Sich aufs Soziale zu fokussieren, habe für die Linke funktioniert, sagt Co-Parteichefin Ines Schwerdtner. „Koalitionsgeplänkel“ brauche sie nicht.

Ines Schwerdtner Foto: Jens Gyarmaty
Pascal Beucker
Interview von Pascal Beucker

taz: Frau Schwerdtner, Sie sind seit Herbst vergangenen Jahres Parteivorsitzende der Linken. Haben Sie seitdem etwas über Politik gelernt, was Sie vorher nicht wussten?

Im Interview: Ines ­Schwerdtner

Die 35-Jährige wurde im sächsischen Werdau geboren, wuchs in Hamburg auf und studierte in Berlin sowie in Frankfurt am Main. Von 2020 bis 2023 war sie Chefredakteurin des von ihr mitgegründeten Politmagazins Jacobin. Seit Oktober 2024 ist sie Vorsitzende der Linkspartei, zusammen mit Jan van Aken.

Ines Schwerdtner: Ich bin ein bisschen demütiger geworden. Wenn man jeden Tag an Haustüren klingelt oder am Wahlkampfstand steht, merkt man wirklich, was für eine Herausforderung es ist, Menschen wieder für linke Politik zu begeistern.

taz: Aber schaut man sich die Umfragen an, hätte es für Sie auch schlechter laufen können, oder?

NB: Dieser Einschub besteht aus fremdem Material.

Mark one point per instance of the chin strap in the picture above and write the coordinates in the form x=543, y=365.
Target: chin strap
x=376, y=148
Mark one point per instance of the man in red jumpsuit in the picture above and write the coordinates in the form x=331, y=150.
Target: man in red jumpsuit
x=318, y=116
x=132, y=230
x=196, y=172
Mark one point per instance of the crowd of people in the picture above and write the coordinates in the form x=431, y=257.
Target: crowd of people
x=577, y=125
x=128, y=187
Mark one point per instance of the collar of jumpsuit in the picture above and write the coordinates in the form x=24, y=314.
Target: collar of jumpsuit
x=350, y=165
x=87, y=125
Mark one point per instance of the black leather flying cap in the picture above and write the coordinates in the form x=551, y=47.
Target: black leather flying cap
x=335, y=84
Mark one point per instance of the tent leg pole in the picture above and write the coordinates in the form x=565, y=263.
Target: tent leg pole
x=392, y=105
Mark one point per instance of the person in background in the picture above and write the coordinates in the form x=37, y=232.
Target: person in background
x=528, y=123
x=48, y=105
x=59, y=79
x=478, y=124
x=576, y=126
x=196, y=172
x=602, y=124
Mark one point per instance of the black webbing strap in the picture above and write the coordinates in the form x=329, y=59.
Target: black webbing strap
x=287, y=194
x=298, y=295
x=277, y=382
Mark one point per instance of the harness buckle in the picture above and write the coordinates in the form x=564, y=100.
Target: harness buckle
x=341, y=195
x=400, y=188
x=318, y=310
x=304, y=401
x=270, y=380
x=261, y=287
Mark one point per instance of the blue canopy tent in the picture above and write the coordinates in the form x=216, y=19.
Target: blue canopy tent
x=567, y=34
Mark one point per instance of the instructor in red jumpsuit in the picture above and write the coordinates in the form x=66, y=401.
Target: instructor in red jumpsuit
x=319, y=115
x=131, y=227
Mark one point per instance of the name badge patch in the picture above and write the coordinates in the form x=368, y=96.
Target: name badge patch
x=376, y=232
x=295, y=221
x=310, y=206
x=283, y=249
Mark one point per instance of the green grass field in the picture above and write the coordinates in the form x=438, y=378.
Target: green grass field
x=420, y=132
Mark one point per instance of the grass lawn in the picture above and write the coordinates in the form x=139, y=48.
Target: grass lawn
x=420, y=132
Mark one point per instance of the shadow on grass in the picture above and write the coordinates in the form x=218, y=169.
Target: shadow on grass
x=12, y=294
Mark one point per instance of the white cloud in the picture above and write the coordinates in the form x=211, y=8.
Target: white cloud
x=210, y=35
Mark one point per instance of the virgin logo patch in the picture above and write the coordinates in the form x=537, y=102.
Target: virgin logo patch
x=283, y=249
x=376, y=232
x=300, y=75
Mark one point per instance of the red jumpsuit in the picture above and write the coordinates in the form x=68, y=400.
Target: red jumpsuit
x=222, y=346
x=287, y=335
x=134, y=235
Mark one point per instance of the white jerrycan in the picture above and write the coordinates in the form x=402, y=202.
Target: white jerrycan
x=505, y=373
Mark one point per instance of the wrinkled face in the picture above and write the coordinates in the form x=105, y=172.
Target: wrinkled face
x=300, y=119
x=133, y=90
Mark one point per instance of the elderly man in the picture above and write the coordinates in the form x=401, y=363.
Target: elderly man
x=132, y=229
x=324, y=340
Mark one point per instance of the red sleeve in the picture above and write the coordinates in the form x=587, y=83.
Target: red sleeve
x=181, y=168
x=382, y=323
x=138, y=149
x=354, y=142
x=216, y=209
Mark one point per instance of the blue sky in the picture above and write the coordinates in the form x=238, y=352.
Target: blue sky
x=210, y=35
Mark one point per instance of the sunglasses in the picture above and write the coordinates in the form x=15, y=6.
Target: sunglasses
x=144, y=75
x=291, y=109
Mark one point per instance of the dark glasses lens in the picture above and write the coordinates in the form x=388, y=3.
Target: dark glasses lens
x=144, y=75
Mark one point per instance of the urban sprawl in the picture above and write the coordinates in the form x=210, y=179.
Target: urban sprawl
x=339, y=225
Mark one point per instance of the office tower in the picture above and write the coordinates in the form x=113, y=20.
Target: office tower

Schwerdtner: Das stimmt. Aber es war und ist ein ganz schöner Ritt. Seit Anfang des Jahres ist es wie ein Fiebertraum – im positiven Sinn. Da begann endlich die gute Stimmung in der Partei nach draußen zu schwappen. Es hat wirklich funktioniert, was Jan van Aken und ich uns im Oktober bei unserem Amtsantritt überlegt haben: nämlich konsequent aufs Soziale zu fokussieren. Wobei da natürlich auch ein bisschen Glück dabei war. Offenkundig haben wir eine Stimmung bei vielen getroffen, den Rechtsruck in der Gesellschaft und auch im Parlament nicht einfach kampflos hinnehmen zu wollen.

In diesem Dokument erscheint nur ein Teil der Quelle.